The move, made June 17 and reported last week in Business Korea, is in response to the cyclical nature of the global telecom market, which is going though a “5G winter” period that affects the entire industry.
Samsung declined to comment to Fierce on the report.
The slowdown in 5G spending is pretty well understood across the industry as operators shift into lower gear on the 5G deployment front. In the first quarter of 2024, AT&T’s capital expenditures were $3.8 billion compared with $4.3 billion in the year-ago quarter. For the full year 2024, Verizon allocated $17 billion to $17.5 billion in cap ex, down from $23 billion in 2022.

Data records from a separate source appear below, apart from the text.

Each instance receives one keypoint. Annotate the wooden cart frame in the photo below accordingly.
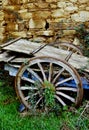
(38, 67)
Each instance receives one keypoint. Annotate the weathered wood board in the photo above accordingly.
(26, 47)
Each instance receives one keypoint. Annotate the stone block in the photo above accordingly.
(37, 23)
(18, 34)
(45, 33)
(71, 9)
(81, 16)
(41, 14)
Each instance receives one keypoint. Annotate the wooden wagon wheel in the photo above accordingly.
(48, 73)
(70, 47)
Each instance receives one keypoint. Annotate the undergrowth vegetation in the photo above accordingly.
(63, 119)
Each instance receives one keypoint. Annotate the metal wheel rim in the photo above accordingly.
(51, 61)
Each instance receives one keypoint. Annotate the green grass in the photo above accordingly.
(11, 119)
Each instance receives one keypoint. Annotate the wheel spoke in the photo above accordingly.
(66, 96)
(35, 74)
(60, 100)
(42, 71)
(38, 102)
(63, 81)
(50, 72)
(59, 73)
(67, 89)
(26, 98)
(28, 88)
(28, 80)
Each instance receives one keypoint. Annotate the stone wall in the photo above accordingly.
(42, 20)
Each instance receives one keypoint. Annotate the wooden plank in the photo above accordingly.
(26, 47)
(5, 57)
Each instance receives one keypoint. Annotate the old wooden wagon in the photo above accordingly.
(41, 69)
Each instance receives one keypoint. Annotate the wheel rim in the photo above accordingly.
(42, 73)
(70, 47)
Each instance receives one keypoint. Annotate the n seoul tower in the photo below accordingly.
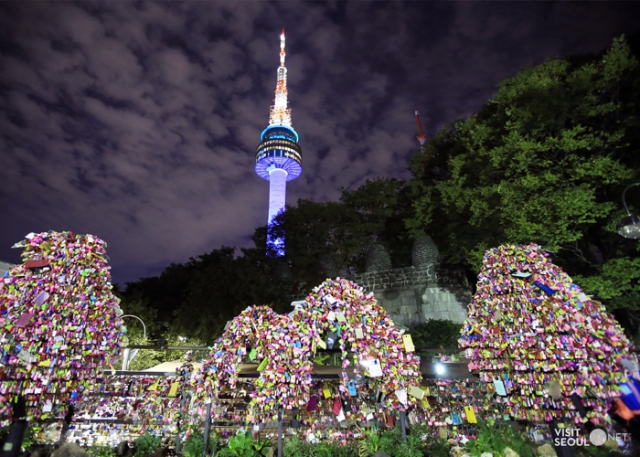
(278, 157)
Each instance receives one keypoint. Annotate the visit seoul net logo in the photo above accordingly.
(597, 437)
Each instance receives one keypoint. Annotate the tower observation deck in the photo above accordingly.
(278, 156)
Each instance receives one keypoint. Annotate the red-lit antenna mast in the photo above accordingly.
(421, 136)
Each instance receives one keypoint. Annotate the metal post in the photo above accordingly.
(13, 444)
(67, 422)
(125, 359)
(182, 407)
(280, 432)
(207, 426)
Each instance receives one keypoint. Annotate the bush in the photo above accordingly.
(436, 333)
(146, 445)
(194, 445)
(496, 440)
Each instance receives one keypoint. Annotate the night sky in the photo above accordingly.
(138, 122)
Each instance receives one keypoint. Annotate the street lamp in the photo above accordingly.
(629, 227)
(127, 356)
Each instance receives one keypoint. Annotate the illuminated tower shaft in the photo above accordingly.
(278, 157)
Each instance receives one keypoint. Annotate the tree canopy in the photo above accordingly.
(545, 160)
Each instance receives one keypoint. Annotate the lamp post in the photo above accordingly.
(629, 226)
(127, 356)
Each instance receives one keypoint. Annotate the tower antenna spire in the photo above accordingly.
(280, 112)
(278, 157)
(421, 135)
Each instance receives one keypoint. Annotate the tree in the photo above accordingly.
(544, 161)
(60, 324)
(531, 330)
(382, 205)
(221, 286)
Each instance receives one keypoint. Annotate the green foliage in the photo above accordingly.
(242, 445)
(596, 451)
(370, 444)
(344, 230)
(389, 440)
(435, 333)
(194, 445)
(146, 445)
(546, 161)
(102, 451)
(295, 447)
(196, 300)
(496, 440)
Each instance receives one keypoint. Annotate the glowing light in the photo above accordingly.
(278, 156)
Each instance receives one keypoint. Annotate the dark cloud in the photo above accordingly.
(138, 121)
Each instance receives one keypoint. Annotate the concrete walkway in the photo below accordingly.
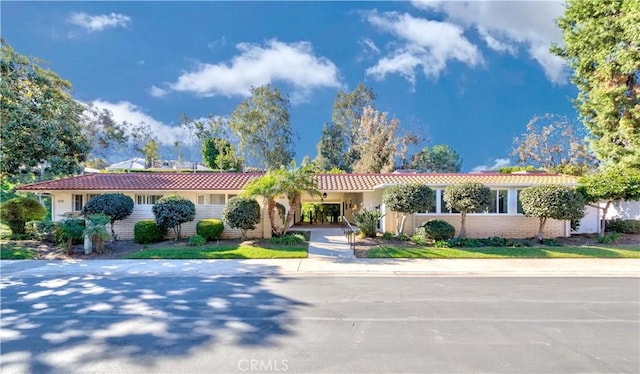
(329, 243)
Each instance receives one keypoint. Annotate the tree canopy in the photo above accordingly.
(602, 47)
(262, 124)
(41, 127)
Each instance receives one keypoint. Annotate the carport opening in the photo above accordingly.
(321, 213)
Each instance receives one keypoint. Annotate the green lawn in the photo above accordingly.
(229, 251)
(11, 251)
(385, 251)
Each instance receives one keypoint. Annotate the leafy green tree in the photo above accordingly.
(407, 199)
(218, 154)
(268, 187)
(294, 181)
(41, 124)
(554, 143)
(439, 159)
(552, 201)
(611, 185)
(172, 211)
(116, 206)
(602, 47)
(336, 148)
(20, 210)
(465, 198)
(242, 213)
(262, 124)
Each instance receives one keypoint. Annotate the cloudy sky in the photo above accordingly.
(466, 74)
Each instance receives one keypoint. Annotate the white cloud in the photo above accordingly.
(505, 24)
(497, 164)
(424, 43)
(126, 111)
(99, 22)
(257, 65)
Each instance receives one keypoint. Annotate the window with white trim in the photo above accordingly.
(147, 199)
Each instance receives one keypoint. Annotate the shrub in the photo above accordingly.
(172, 211)
(289, 239)
(436, 229)
(148, 231)
(609, 238)
(242, 213)
(70, 232)
(624, 226)
(41, 230)
(197, 240)
(367, 221)
(210, 229)
(116, 206)
(20, 210)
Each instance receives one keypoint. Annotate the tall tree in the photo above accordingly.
(337, 145)
(608, 186)
(602, 46)
(41, 124)
(439, 159)
(554, 143)
(262, 124)
(376, 143)
(218, 154)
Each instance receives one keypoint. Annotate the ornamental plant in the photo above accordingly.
(172, 211)
(116, 206)
(405, 199)
(552, 201)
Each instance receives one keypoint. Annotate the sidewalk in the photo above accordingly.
(327, 267)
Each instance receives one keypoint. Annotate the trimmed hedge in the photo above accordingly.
(624, 226)
(210, 229)
(437, 229)
(148, 231)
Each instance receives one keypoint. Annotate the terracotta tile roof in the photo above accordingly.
(147, 182)
(367, 182)
(236, 181)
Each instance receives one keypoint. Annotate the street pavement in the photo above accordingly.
(201, 322)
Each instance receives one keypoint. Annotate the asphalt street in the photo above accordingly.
(269, 323)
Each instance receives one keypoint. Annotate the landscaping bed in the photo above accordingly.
(627, 246)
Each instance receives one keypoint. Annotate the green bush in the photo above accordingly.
(148, 231)
(197, 240)
(16, 212)
(210, 229)
(41, 230)
(367, 221)
(609, 238)
(436, 229)
(289, 239)
(624, 226)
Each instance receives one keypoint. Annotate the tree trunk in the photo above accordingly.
(463, 229)
(603, 220)
(539, 235)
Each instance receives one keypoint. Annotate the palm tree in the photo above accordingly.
(293, 182)
(269, 187)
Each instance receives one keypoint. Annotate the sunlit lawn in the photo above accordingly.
(229, 251)
(14, 251)
(386, 251)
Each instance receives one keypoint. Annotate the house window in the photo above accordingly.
(520, 209)
(147, 199)
(498, 202)
(78, 202)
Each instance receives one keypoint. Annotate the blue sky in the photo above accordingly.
(470, 75)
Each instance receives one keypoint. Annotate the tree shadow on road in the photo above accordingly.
(69, 323)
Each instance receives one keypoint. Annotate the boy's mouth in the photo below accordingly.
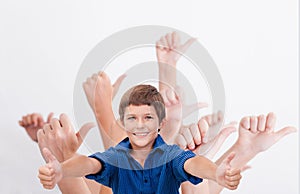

But the down shifting came faster and more pronounced than some expected.
In the U.S., whenever a new generation of wireless technology gets rolled out, there’s typically a period of aggressive rollouts followed by a “chill out” time. In the case of 5G, operators spent a ton of money on spectrum and aside from fixed wireless access (FWA) success stories, they aren’t getting a whole lot of return on investment (ROI) from deploying it.
Indeed, the 5G slowdown has been brutal to Samsung’s Scandinavian rivals as well.
Last year, Nokia started slashing up to 14,000 jobs in an effort to counter challenging market conditions and the slowdown in 5G deployments, especially in North America. Prior to that, Ericsson revealed plans to cut 8,500 jobs, mostly during the second half of 2023 but also into 2024.
More broadly, job losses across the tech sector so far this year have almost surpassed 100,000, according to Layoffs.fyi.
5G: It’s an odd number
There’s an old saying in wireless that the odd-numbered generations are failures and the even-numbered generations are successful, but this seems like the worst downturn since the 3G-to-4G transition, Recon Analytics analyst Daryl Schoolar said. That was around the time Nortel Networks collapsed and the original Motorola went out of business.
Part of the problem with 5G is the old chicken-and-egg conundrum, he said. The real benefit for operators is in the 5G standalone (SA) core versus non-standalone (NSA), which is where brownfield operators in the U.S. started.
With the exception of T-Mobile, U.S. operators haven’t invested in the SA core to a great extent, the reason being that there are no killer services to justify it.
“They can’t monetize the network until they have standalone, but they don’t want to invest in standalone until they can monetize it,” he said. “They have to get to standalone first before they’re ever going to change the narrative that they can’t monetize the network.”
And yes, to mix metaphors, it’s not so much of a telecom winter as it is a severe drought.
“We’re in an investment desert right now and I don’t see any oasis on the horizon for a while,” Schoolar concluded.